3. Verweerder stelt zich op het standpunt dat door eiseres in de beroepsprocedure nog steeds niet duidelijk is gemaakt tegen welk besluit zij bezwaar heeft ingediend. Nadat eiseres bezwaar had ingediend, heeft verweerder aan eiseres verzocht informatie te geven over het besluit waartegen bezwaar werd ingediend en waarom het bezwaarschrift te laat was ingediend. Verweerder heeft van eisers noch haar gemachtigde nadere informatie ontvangen. Het bezwaarschrift van eiseres heeft niet voldaan aan de eisen van artikel 6:5 Awb, dus is het bezwaarschift gelet op artikel 6:6 Awb niet-ontvankelijk.
4. De rechtbank overweegt dat in artikel 6:5, eerste lid, aanhef en onder c, van de Awb is bepaald dat een bezwaar- of beroepschrift onder meer een omschrijving van het besluit waartegen het bezwaar of beroep is gericht dient te bevatten.

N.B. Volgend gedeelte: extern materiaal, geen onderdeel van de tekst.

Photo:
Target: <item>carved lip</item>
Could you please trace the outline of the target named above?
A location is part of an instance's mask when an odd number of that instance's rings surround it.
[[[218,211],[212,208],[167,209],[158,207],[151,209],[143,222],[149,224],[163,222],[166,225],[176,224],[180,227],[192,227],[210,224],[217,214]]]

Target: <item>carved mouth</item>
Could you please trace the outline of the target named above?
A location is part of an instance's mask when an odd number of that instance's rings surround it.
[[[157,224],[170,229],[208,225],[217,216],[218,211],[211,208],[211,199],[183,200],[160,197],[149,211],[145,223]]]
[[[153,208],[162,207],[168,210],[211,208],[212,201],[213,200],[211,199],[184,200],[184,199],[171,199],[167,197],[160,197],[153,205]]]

Gelet op artikel 6:6, aanhef en onder a, van de Awb kan het bezwaar of beroep niet-ontvankelijk worden verklaard indien niet is voldaan aan het bepaalde in artikel 6:5 van de Awb, mits de indiener de gelegenheid heeft gehad het verzuim te herstellen binnen een hem daartoe gestelde termijn.
5. De rechtbank stelt vast dat het bezwaarschrift van eiseres niet aan die hiervoor genoemde vereisten van artikel 6:5, eerste lid, van de Awb voldoet. Eiseres heeft in haar bezwaarschrift niet een voldoende concrete omschrijving gegeven van het besluit waartegen haar bezwaar gericht is, noch heeft zij bij haar bezwaarschrift een voor bezwaar vatbaar besluit meegezonden. Eiseres heeft in haar bezwaarschrift verwezen naar een dossiernummer van een brief van het incassobureau. Deze verwijzing ziet niet op een besluit als bedoeld in artikel 1:3 van de Awb. Het was daarom voor verweerder onvoldoende duidelijk tegen welk besluit eisers bezwaar wilde maken.
6. Eiseres is bij brief van 26 juli 2024 in de gelegenheid gesteld om een afschrift te sturen van het besluit waar eiseres het niet mee eens is. Hier heeft eiseres geen gebruik van gemaakt. Ook in de beroepsprocedure is dit besluit nog steeds niet kenbaar.
7. Gelet op het bovenstaande komt de rechtbank tot het oordeel dat verweerder het bezwaar terecht niet-ontvankelijk heeft verklaard.

Conclusie en gevolgen

7. Het beroep is ongegrond en het bestreden besluit blijft in stand. Eiser krijgt geen vergoeding van zijn proceskosten.

Beslissing

De rechtbank verklaart het beroep ongegrond.
Deze uitspraak is gedaan door mr. J. Wolbrink, rechter, in aanwezigheid van
S.N. Lekatompessij, griffier. De beslissing is in het openbaar uitgesproken op 2 mei 2025.
griffier rechter
Afschrift verzonden aan partijen op:

Bent u het niet eens met deze uitspraak?

Als u het niet eens bent met deze uitspraak kunt u een brief sturen naar de rechtbank waarin u uitlegt waarom u het er niet mee eens bent. Dit heet een verzetschrift. U moet dit verzetschrift indienen binnen 6 weken na de dag waarop deze uitspraak is verzonden. U ziet deze datum op de stempel die hierboven staat. Als u graag een zitting wilt waarbij u persoonlijk uw mening aan de rechter kunt geven, kunt u dit in uw verzetschrift aangeven.